E se, ao mesmo tempo em que aprendesse a ser líder religioso, precisasse aprender simplesmente a ser humano?

Kundun acompanha a infância e a juventude do Dalai Lama em meio a uma das maiores convulsões políticas do século XX.

Mas, por trás da história do Tibete, Martin Scorsese constrói algo mais íntimo:

como permanecer em contato com o sagrado quando o mundo ao redor mergulha na violência?


🎥 A História que a Tela Conta

O filme acompanha Tenzin Gyatso, reconhecido ainda criança como a reencarnação do 13º Dalai Lama.

“Kundun” significa aproximadamente “presença” ou “a presença”, forma respeitosa pela qual o Dalai Lama é tratado.

Desde muito jovem, ele é retirado de sua família e conduzido para uma vida completamente diferente.

Precisa estudar filosofia budista, meditação, política e os ensinamentos necessários para assumir sua posição espiritual.

Mas sua formação acontece justamente quando a China começa a avançar sobre o Tibete.

A criança que deveria dedicar sua vida à contemplação precisa aprender também a lidar com poder, guerra, invasão e responsabilidade.


🎶 O Feitiço da Estética

Scorsese abandona o ritmo convencional dos filmes biográficos.

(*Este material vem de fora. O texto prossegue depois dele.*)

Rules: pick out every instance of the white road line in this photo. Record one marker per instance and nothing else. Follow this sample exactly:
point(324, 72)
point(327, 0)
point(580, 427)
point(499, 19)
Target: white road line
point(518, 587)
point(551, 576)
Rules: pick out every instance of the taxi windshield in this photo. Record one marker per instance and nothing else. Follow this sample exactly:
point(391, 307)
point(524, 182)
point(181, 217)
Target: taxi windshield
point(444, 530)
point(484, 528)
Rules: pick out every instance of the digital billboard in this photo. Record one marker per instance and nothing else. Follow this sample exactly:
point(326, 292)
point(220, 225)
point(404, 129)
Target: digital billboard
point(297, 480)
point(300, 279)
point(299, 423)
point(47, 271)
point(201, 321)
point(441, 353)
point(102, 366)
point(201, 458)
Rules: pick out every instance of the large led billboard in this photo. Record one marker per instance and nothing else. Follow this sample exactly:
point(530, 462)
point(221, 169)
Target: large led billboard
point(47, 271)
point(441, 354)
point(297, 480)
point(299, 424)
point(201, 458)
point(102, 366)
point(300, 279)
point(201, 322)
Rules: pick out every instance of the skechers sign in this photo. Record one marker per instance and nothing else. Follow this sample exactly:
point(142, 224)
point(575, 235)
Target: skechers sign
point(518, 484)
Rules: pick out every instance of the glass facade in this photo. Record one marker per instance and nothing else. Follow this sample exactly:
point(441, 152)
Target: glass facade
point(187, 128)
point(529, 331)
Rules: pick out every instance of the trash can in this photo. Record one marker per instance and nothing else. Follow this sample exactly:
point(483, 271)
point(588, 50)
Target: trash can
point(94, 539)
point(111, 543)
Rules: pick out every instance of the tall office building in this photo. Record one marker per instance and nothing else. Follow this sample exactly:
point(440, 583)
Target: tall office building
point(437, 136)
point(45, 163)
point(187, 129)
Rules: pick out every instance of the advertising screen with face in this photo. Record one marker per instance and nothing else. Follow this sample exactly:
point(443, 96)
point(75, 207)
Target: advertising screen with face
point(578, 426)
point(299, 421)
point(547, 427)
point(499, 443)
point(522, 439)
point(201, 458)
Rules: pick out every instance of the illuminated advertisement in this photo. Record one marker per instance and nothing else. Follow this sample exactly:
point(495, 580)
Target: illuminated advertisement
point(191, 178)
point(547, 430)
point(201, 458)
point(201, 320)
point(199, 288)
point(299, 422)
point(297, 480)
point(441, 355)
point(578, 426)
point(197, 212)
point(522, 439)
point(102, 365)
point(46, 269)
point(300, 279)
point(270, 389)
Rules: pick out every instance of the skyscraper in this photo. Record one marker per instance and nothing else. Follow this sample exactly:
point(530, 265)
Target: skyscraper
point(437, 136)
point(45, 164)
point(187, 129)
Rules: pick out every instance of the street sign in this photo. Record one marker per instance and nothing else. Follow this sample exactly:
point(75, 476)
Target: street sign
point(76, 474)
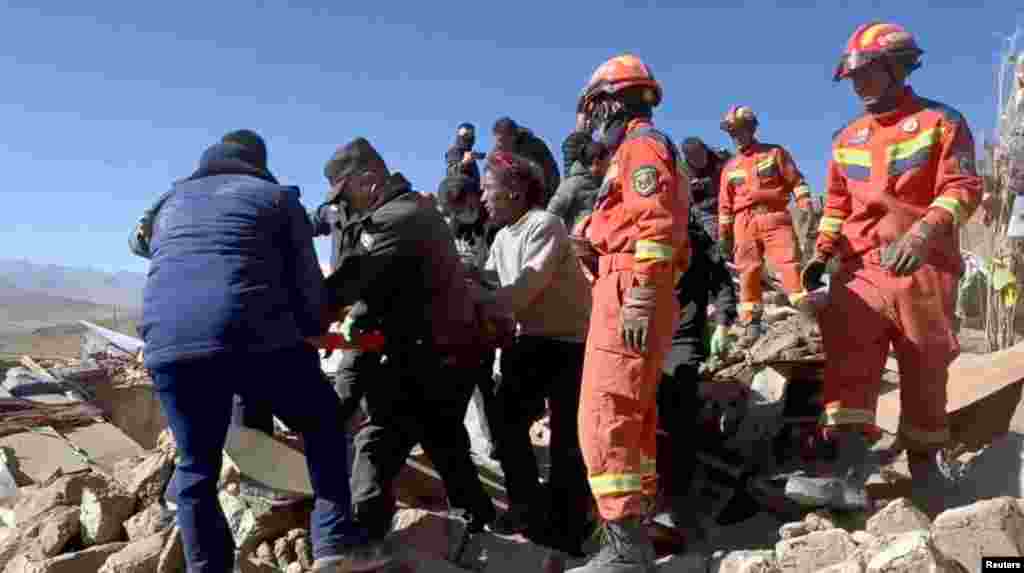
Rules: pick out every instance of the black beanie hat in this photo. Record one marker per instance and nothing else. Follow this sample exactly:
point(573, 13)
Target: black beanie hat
point(251, 139)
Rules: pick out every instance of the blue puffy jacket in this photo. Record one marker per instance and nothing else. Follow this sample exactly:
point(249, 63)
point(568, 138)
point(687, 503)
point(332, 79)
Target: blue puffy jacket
point(232, 265)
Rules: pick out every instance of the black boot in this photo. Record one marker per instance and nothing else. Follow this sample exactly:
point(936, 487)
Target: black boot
point(842, 485)
point(933, 481)
point(753, 332)
point(625, 548)
point(373, 556)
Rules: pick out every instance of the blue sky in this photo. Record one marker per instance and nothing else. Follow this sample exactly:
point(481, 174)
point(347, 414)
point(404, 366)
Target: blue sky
point(103, 103)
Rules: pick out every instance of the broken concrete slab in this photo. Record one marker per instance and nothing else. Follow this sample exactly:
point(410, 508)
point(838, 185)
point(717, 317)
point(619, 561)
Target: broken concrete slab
point(154, 519)
point(104, 444)
point(898, 517)
point(79, 562)
point(909, 553)
point(848, 566)
point(139, 557)
point(103, 510)
point(254, 520)
point(17, 415)
point(991, 527)
point(64, 491)
point(145, 478)
point(982, 398)
point(814, 551)
point(762, 561)
point(8, 485)
point(267, 460)
point(44, 453)
point(687, 563)
point(44, 536)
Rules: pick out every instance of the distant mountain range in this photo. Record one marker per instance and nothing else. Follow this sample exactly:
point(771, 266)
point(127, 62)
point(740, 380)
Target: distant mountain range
point(121, 289)
point(35, 296)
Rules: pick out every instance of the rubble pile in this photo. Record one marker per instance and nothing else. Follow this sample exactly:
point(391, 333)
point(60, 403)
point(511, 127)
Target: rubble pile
point(84, 474)
point(792, 337)
point(897, 539)
point(93, 521)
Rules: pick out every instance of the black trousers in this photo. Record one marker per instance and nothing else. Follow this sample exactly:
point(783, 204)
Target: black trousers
point(411, 398)
point(535, 368)
point(678, 406)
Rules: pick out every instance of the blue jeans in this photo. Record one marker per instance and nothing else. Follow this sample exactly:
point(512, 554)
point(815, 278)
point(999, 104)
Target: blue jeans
point(197, 397)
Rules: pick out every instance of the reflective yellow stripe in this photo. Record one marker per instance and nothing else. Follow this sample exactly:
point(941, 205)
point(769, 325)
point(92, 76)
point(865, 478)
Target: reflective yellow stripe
point(915, 436)
point(852, 157)
point(648, 467)
point(951, 205)
point(611, 173)
point(906, 148)
point(735, 174)
point(830, 224)
point(609, 484)
point(652, 251)
point(840, 415)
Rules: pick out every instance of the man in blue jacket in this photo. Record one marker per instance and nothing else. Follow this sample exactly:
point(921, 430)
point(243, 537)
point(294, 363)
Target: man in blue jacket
point(233, 290)
point(256, 416)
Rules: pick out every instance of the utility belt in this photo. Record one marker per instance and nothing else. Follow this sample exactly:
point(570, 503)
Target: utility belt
point(762, 209)
point(607, 264)
point(444, 354)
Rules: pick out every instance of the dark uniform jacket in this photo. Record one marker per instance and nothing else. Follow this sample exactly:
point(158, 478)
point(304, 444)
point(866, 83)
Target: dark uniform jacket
point(400, 260)
point(535, 148)
point(232, 266)
point(455, 166)
point(707, 279)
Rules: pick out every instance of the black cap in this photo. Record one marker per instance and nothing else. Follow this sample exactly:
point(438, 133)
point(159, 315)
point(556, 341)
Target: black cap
point(505, 125)
point(252, 140)
point(230, 151)
point(355, 156)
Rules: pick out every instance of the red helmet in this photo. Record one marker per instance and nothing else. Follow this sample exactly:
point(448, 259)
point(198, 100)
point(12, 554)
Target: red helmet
point(877, 40)
point(622, 72)
point(737, 116)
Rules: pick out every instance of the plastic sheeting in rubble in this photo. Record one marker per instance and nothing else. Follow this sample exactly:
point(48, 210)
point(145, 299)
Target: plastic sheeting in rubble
point(978, 273)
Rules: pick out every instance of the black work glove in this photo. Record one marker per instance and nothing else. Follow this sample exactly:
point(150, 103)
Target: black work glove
point(585, 252)
point(725, 246)
point(811, 276)
point(572, 147)
point(638, 307)
point(907, 254)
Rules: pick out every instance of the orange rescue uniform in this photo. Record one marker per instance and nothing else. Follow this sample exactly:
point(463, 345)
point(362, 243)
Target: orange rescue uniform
point(753, 200)
point(887, 172)
point(639, 230)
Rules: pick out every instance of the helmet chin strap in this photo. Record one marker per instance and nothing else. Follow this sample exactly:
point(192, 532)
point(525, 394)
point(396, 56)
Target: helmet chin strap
point(890, 99)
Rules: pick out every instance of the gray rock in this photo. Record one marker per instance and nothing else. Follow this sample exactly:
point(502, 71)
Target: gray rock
point(898, 517)
point(102, 513)
point(814, 551)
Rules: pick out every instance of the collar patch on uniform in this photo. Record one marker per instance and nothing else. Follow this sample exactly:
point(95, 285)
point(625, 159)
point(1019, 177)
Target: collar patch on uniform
point(367, 239)
point(611, 173)
point(860, 137)
point(645, 180)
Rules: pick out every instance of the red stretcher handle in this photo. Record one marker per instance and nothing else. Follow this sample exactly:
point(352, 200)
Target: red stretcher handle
point(371, 342)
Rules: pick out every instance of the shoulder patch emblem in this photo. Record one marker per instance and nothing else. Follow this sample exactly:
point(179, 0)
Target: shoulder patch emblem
point(367, 240)
point(860, 137)
point(645, 180)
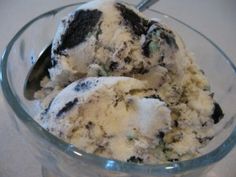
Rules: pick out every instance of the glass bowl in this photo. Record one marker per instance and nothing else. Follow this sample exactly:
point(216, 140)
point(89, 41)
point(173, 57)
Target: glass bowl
point(60, 159)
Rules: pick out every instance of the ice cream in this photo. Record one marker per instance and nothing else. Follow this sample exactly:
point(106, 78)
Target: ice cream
point(124, 87)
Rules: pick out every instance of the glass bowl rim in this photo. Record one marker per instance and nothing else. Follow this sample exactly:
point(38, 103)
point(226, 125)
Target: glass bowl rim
point(101, 162)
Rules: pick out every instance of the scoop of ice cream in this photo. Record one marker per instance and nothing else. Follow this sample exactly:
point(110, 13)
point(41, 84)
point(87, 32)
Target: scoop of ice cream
point(139, 97)
point(109, 116)
point(104, 38)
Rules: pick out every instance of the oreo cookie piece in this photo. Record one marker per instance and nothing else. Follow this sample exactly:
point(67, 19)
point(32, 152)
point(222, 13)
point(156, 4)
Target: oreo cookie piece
point(217, 113)
point(138, 24)
point(84, 85)
point(84, 22)
point(135, 159)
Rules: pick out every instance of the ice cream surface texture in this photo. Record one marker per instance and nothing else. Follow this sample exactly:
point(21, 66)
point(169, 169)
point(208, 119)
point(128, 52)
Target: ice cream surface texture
point(124, 87)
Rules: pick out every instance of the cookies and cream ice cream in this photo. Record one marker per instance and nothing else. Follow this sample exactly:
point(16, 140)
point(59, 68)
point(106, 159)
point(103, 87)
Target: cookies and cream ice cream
point(123, 86)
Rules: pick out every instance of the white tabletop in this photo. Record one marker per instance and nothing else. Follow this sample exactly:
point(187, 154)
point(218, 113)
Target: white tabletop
point(214, 18)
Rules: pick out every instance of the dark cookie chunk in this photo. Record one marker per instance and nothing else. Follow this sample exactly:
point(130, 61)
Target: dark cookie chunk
point(68, 106)
point(169, 38)
point(128, 60)
point(48, 108)
point(113, 65)
point(217, 114)
point(138, 24)
point(145, 47)
point(139, 69)
point(160, 135)
point(83, 23)
point(84, 85)
point(135, 159)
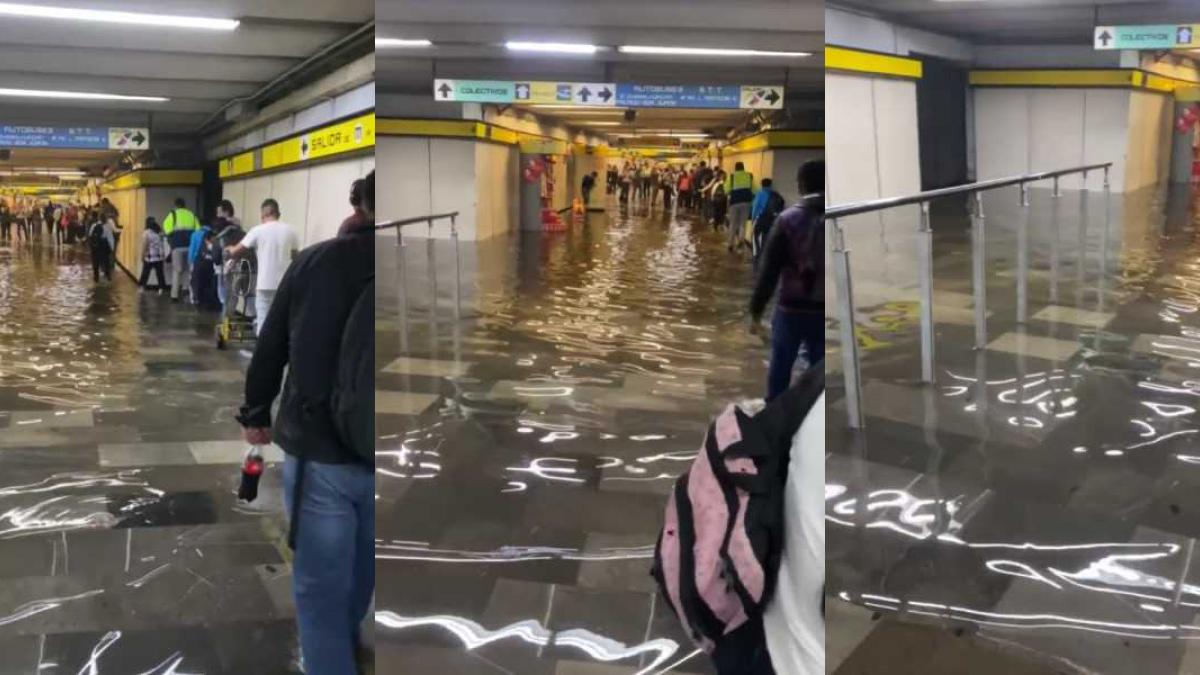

A narrativa é contemplativa.

As cores são intensas.

Os rituais são longos.

As paisagens parecem existir fora do tempo.

A música de Philip Glass contribui para essa sensação de transe, criando uma atmosfera quase hipnótica.

Kundun não tenta apenas contar uma história.

Ele tenta fazer o espectador entrar em outro estado de percepção.


✨ A Essência do Filme

A grande força de Kundun está no contraste.

De um lado:

meditação, compaixão, desapego e não violência.

Do outro:

poder, violência, nacionalismo e dominação.

O jovem Dalai Lama precisa atravessar esse mundo sem permitir que ele transforme sua consciência.

E essa talvez seja a verdadeira jornada do personagem.

Ele não precisa conquistar o inimigo.

Precisa impedir que o inimigo transforme aquilo que existe dentro dele.


🔮 Tela Mística – O Invisível por Trás da Tela

Kundun é profundamente espiritual porque apresenta uma ideia central do budismo tibetano:

a identidade individual não é permanente.

O Dalai Lama não é apresentado simplesmente como um homem que recebe um título.

Ele é reconhecido como uma manifestação de uma continuidade espiritual.

A noção de reencarnação muda completamente a maneira como enxergamos sua trajetória.

A criança não começa absolutamente do zero.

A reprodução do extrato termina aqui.